Article initially published in The Lancet on April 30, 2020 as part of the Issue 10236 in volume 395 (published on May 16, 2020) and written by Nigel Curtis, Annie Sparrow, Tedros A Ghebreyesus, Mihai G Netea
In addition to its specific effect against tuberculosis, the BCG vaccine has beneficial nonspecific (off-target) effects on the immune system that protect against a wide range of other infections and are used routinely to treat bladder cancer.1, 2 This has led to the suggestion that vaccination with BCG might have a role in protecting health-care workers and other vulnerable individuals against severe coronavirus disease 2019 (COVID-19).
Randomised controlled trials have provided evidence that the BCG vaccine’s immunomodulatory properties can protect against respiratory infections.

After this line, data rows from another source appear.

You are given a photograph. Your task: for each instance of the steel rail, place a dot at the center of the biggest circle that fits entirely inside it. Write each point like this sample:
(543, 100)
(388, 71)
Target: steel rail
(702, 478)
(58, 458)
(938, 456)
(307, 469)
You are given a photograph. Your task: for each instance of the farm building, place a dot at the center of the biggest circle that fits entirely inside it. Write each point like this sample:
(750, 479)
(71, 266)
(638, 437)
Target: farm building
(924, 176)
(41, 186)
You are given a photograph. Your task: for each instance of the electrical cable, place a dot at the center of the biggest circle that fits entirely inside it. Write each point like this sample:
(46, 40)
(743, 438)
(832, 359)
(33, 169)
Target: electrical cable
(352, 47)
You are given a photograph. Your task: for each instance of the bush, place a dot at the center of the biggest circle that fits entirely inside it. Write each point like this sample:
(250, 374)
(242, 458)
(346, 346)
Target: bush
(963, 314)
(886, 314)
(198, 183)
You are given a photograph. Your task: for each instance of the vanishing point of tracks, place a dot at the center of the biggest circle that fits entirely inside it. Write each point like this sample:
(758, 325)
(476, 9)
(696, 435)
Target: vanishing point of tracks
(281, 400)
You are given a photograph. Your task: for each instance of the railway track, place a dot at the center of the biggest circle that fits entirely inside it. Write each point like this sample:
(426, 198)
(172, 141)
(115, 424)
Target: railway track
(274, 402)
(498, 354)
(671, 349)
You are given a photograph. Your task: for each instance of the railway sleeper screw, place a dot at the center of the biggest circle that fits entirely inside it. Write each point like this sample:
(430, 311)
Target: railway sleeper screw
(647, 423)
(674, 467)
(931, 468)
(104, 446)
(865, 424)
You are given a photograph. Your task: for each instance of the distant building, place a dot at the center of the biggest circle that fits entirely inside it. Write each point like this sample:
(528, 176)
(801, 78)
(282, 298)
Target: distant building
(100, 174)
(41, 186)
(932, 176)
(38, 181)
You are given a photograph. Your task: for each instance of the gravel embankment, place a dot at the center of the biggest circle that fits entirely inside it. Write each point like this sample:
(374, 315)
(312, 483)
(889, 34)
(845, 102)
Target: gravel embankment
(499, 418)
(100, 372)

In Guinea-Bissau, a high-mortality setting, BCG-Danish reduced all-cause neonatal mortality by 38% (95% CI 17–54), mainly because there were fewer deaths from pneumonia and sepsis.3 In South Africa, BCG-Danish reduced respiratory tract infections by 73% (95% CI 39–88) in adolescents.4
Severe acute respiratory syndrome coronavirus 2 (SARS-CoV-2) is a single-stranded positive-sense RNA virus, and the BCG vaccine has been shown to reduce the severity of infections by other viruses with that structure in controlled trials. For example, the BCG vaccine reduced yellow fever vaccine viraemia by 71% (95% CI 6–91) in volunteers in the Netherlands,5 and it markedly reduced the severity of mengovirus (encephalomyocarditis virus) infection in two studies in mice.6, 7
Many of the mechanisms underlying the beneficial off-target effects of the BCG vaccine are now understood. The BCG vaccine and some other live vaccines induce metabolic and epigenetic changes that enhance the innate immune response to subsequent infections, a process termed trained immunity.8 The BCG vaccine might therefore reduce viraemia after SARS-COV-2 exposure, with consequent less severe COVID-19 and more rapid recovery.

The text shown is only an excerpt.